DANCE constitue l’une des pièces maîtresses de l’œuvre de la chorégraphe américaine Lucinda Childs. La décomposition du mouvement est envisagée avec une précision et une grâce inaltérable. Pour Jean-Paul Montanari, elle « restera la pièce emblématique de ce courant américain dont elle est un des sommets ». Passée d’émergente à mémoire chorégraphique, cette danse postmoderne à la signature épurée sera l’événement du festival. Rencontre avec la chorégraphe new-yorkaise.
Le titre de la pièce, DANCE, mêle à la fois le nom et le verbe. Il désigne le sujet et incite à la pratique. Avez-vous pensé cette double sémantique ?
Le travail de création est effectivement minimaliste, postmoderne et néoclassique. Mais au final, pour nous trois, Philip Glass, Sol LeWitt et moi-même, la discussion autour du titre nous a amenés à une conclusion commune, validant qu’il s’agirait seulement de DANCE, sous forme de nom. Pure et simple, en réalité. Nous avons décidé de l’appeler comme ça.
DANCE est donc la quintessence de votre art ? Vos déplacements et vos mouvements sont si précis…
Bien sûr, j’accorde une importance particulière dans la mesure des temps, puisque cela permet d’explorer les possibilités d’interaction entre les danseurs dans l’espace et le temps.

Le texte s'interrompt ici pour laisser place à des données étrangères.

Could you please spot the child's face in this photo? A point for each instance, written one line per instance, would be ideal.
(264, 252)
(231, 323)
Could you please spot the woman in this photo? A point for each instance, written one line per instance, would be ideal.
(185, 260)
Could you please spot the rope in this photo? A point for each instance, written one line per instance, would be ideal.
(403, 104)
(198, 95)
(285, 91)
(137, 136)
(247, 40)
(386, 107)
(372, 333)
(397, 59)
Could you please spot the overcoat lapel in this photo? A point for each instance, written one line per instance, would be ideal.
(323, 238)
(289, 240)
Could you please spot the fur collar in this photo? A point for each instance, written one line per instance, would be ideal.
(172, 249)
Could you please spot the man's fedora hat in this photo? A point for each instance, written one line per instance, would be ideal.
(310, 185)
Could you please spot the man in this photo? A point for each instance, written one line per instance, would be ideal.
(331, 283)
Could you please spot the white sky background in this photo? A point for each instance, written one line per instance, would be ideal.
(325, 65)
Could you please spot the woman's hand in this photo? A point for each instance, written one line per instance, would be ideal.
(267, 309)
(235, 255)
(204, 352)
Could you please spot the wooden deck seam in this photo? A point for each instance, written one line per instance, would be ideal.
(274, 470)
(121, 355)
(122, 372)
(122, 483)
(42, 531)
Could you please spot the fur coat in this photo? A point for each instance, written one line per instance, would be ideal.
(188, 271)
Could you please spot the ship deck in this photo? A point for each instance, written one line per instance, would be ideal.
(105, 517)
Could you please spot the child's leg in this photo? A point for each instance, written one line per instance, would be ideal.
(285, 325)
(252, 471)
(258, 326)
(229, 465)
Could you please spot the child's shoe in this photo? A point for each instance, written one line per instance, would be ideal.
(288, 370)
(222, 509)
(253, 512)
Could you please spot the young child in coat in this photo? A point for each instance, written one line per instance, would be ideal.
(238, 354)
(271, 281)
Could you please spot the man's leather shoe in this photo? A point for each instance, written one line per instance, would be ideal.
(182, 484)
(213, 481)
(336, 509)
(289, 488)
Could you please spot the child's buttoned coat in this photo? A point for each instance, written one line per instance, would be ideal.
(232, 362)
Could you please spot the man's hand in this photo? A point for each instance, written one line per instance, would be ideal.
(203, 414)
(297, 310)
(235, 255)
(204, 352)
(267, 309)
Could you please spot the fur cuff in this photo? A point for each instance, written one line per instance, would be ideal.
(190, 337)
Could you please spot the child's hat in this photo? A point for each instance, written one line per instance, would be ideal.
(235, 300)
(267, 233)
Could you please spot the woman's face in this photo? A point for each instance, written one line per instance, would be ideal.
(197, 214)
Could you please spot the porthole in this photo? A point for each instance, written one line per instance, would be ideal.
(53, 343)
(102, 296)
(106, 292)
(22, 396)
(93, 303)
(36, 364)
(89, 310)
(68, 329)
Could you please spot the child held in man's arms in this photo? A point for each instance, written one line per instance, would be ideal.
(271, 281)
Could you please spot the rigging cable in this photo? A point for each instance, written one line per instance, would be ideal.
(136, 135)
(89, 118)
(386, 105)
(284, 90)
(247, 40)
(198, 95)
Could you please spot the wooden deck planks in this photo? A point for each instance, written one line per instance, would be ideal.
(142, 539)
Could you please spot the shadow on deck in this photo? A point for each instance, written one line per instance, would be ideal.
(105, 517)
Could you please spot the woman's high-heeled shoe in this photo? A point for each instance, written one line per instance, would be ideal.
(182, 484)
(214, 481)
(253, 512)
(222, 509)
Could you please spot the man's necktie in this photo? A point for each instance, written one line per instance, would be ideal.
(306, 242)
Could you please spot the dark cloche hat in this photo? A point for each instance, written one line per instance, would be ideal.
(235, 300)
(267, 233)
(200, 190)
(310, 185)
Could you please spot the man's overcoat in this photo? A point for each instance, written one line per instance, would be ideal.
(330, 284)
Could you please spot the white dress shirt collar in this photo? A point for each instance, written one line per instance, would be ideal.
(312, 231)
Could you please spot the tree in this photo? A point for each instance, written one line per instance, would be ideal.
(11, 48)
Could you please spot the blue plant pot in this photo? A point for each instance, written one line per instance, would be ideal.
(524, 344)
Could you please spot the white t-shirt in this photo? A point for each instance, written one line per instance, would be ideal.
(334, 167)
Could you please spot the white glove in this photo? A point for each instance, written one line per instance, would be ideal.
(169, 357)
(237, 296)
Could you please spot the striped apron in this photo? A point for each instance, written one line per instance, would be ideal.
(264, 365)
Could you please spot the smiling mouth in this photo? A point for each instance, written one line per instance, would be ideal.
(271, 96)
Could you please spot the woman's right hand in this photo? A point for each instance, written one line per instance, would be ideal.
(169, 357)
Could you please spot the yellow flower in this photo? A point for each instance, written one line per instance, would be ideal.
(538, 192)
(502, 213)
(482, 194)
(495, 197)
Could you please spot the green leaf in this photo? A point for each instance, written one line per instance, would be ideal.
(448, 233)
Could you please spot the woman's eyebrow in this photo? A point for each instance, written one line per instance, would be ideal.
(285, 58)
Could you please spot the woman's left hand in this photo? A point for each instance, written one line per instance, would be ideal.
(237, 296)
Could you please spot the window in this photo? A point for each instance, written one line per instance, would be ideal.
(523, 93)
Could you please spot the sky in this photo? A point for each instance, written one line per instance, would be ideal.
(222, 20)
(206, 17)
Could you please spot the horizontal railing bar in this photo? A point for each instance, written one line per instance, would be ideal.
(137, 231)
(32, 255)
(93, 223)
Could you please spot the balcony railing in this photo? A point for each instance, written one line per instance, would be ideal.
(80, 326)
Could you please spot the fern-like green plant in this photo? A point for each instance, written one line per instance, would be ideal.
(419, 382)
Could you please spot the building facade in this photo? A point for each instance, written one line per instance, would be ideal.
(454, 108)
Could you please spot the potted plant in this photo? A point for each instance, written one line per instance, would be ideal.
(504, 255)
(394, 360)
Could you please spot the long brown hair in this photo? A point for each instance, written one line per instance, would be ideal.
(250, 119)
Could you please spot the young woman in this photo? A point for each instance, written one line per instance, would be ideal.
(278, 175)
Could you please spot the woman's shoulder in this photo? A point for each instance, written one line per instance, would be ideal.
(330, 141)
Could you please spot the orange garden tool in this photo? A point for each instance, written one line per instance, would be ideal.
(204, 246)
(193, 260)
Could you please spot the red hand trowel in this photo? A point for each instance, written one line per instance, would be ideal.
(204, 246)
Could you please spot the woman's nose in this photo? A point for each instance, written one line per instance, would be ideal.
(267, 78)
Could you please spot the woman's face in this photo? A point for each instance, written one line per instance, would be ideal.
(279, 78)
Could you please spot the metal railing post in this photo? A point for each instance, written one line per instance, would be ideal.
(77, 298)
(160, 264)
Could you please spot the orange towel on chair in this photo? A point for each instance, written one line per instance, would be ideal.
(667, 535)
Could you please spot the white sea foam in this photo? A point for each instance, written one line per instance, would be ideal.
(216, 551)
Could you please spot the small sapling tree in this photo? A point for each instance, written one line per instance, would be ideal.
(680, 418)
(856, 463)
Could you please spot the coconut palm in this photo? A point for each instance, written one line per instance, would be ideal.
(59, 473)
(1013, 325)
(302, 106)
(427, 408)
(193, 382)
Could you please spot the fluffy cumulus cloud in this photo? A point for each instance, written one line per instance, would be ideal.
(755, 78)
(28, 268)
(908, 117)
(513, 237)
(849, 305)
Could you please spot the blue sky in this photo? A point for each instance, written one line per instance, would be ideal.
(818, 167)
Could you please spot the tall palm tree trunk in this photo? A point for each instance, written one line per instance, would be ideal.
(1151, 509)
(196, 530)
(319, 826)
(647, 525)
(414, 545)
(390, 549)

Ceci découle directement de l’influence exercée par John Cage au début des années 60, lorsque l’on utilisait la « chance method », afin de s’extirper du royaume des choix personnels dans l’acte de création.
Philipp Glass avait composé le livret d’Einstein on the Beach. Et vous avez aussitôt décidé de retravailler avec lui…
À l’époque d’Einstein on the Beach, en 1976, nous avons décidé de collaborer à nouveau ensemble afin de créer une pièce pour l’avant-scène mais à partir d’une esthétique contemporaine, émanant d’artistes contemporains. Robert Wilson a ouvert la voie en respectant cette optique. Avant Einstein on the Beach, je n’avais travaillé que dans des lieux alternatifs.
Vous êtes-vous investie dans le processus musical ?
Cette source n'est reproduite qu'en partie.